The season was intermittently rainy or dry as I began to take interest in weather. After getting stuck with “If-this-than-that” (IFTTT) for multiple location feeds of weather, I found out that I wasn’t alone, a geek hit the same wall, yet bringing another automation forgery: Nebri OS, an event-driven development platform based-on writing rules in Python. Without despise, eventually I still use IFTTT on the other end to send weather alert to my smartwatch again.

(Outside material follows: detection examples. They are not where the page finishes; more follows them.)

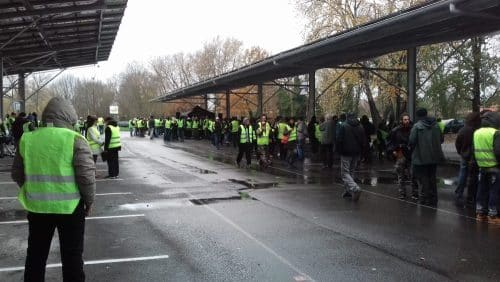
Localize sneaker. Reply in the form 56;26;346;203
488;215;500;225
476;213;488;222
342;191;352;199
352;190;361;202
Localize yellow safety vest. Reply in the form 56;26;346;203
108;125;122;149
240;124;255;144
18;127;83;214
474;127;498;168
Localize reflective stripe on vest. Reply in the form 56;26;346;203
257;122;271;146
18;127;83;214
474;127;498;167
86;125;101;150
287;125;297;141
108;125;122;149
240;124;255;144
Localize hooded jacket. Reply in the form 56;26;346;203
11;97;95;206
337;117;368;156
455;113;481;161
474;112;500;163
410;117;444;165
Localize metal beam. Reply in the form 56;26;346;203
17;73;26;112
306;71;316;120
226;90;231;118
406;47;417;121
257;84;264;115
0;57;3;119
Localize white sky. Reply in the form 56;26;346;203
66;0;304;80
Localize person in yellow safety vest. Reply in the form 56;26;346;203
129;119;135;137
283;118;297;168
278;117;288;160
231;117;240;148
104;117;122;178
163;117;172;141
473;112;500;224
177;116;186;142
256;115;272;168
85;116;104;163
236;117;257;168
436;118;446;134
11;97;95;281
97;117;104;134
192;116;200;140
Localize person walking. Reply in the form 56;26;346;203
104;117;122;178
455;112;481;207
410;108;444;206
85;116;104;163
473;112;500;224
388;113;418;201
336;113;368;202
236;117;256;168
11;97;95;281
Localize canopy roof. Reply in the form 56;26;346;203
153;0;500;102
0;0;127;75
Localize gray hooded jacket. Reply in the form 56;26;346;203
11;97;95;206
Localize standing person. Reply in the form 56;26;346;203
319;114;334;169
85;116;103;163
12;97;95;281
104;117;122;178
337;113;367;202
284;118;297;168
410;108;444;206
236;117;256;168
388;113;418;200
473;112;500;224
307;116;321;154
455;112;481;207
257;114;272;167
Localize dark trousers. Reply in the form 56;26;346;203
24;202;85;282
236;143;253;165
413;165;438;205
320;144;333;168
106;150;120;176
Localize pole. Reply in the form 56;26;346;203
406;47;417;121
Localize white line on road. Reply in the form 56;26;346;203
0;214;145;225
0;255;169;272
0;192;133;200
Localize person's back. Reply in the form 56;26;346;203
12;98;95;281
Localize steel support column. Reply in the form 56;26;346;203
257;84;264;116
406;47;417;121
0;57;3;118
307;71;316;121
226;89;231;119
18;73;26;112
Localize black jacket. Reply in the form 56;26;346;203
337;118;368;156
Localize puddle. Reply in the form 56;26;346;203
189;192;257;206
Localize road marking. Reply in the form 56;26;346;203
0;214;145;225
95;192;132;196
0;255;169;272
95;178;124;182
0;192;133;200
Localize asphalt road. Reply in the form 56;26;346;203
0;134;500;281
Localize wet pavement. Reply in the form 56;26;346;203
0;134;500;281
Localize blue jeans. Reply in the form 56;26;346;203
455;158;469;200
476;168;500;216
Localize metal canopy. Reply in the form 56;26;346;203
0;0;127;75
152;0;500;102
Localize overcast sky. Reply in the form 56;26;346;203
66;0;304;80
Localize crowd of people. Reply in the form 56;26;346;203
129;108;500;223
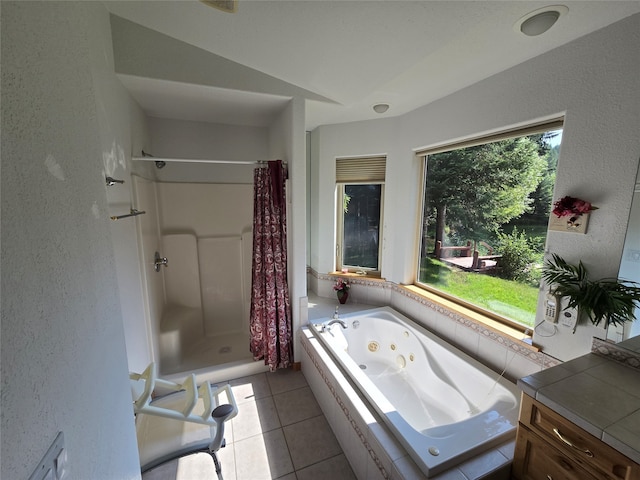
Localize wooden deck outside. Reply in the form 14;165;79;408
440;255;500;272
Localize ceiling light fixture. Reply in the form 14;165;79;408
373;103;389;113
513;5;569;37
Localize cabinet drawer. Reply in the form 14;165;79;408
513;425;598;480
520;394;640;480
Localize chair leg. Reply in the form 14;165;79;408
209;452;223;480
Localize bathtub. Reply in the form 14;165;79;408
310;307;519;477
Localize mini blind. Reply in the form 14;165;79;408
416;118;564;157
336;157;387;183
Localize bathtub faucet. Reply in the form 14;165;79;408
320;318;347;332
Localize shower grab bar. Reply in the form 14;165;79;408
111;208;147;220
105;177;124;187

A quick adaptation of Nebri’s straightforward blog post is to first shortlist rain related codes into 15 of them and changing from forecast to latest measurement instead. Bridging Nebri and my smartwatch are Twitter and IFTTT recipe–the watch merely mirrored my phone, you don’t need it actually. Why (again) Twitter? Well, rather than the “then that” side–the watch enabler, the “if this” side of IFTTT for Twitter recipes is quite powerful given so many tweet filtering options.

Nebri OS workflow from YWeather to Twitter

Key-value pairs as trigger for event driven Nebri OS workflow



The workflow starts with Drips, a scheduler (cron) where key value-pairs (KVP) is created at certain time. A rule script (yweather) is triggered when this KVP is created. The weather results are sets of later KVPs feeding the twitter rule script where our simple Nebri workflow ends. This is how I get multiple cities, by using different Drips, different events, running the same workflow. Both yweather and twitter scripts are also example of API connectivity to Nebri.

Many things already taken care by Nebri, hence unseasoned programmer should easily cope with writing simple Python rule and focus on the automation, nevertheless complex rule should also be accommodated. I was having trouble on using previous KVP from different PID though–moved them to comment in the script, but they seem to be working on it. Check their YWeather blog post on how the basics work and compare what I did in Github. I embed an example tweet from @twithujan below. Yahoo! Weather frequency of measurement and accuracy are of different topic by the way.